Kay’s return to prison was welcomed by the women who survived a series of knife-point attacks in the 1990s.
He was nabbed in a 1997 police operation that caught him driving around looking for women and following them in Macquarie Park, Glebe and Epping. He was sentenced to 20 years in prison.
Since being paroled in 2015, Kay has not rehabilitated and instead continued to attack women while trying to hide his identity from the public.
In 2017, he was placed on an ESO which is the strictest supervision regime a court can impose on a person outside prison walls.
In 2018, the serial rapist had his monitoring tag removed. Within weeks, he walked into a Woolworths in Sydney’s west and kissed a teenage girl on the cheek.
Three days later, his supervisors discovered he had a sex worker in his home – a breach of his conditions.
He was back on the street within months and, in 2020, was put on a watered down ESO.
Kay’s name was suppressed by a judge to help him reintegrate into society.
But in 2022, Kay stalked a woman who was shopping in the CBD, followed her home and snuck into her unit tower.
“As he exited the lift, he placed his right hand under the complainant’s dress, placing it over her underwear and touching her genitalia. She took evasive action, screamed and managed to gain entry to her apartment without [Kay],” a Supreme Court judge would later say.
Kay was imprisoned, and then released again in September 2023.

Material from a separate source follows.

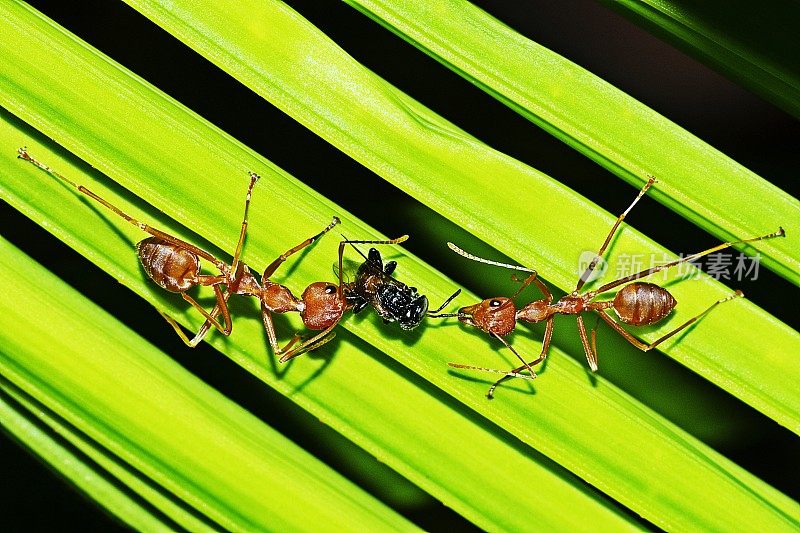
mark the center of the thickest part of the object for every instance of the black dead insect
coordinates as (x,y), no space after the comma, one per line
(393,300)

Last August, the Herald successfully fought the suppression order over his identity and unmasked him again.
The Supreme Court hit Kay with a third ESO, again forcing the full suite of conditions in a bid to keep a short leash on the unrepentant rapist.
But within months, in February this year, he attacked the teenage girl on George Street.
Kay will return to the District Court early next month to begin his sentence proceedings.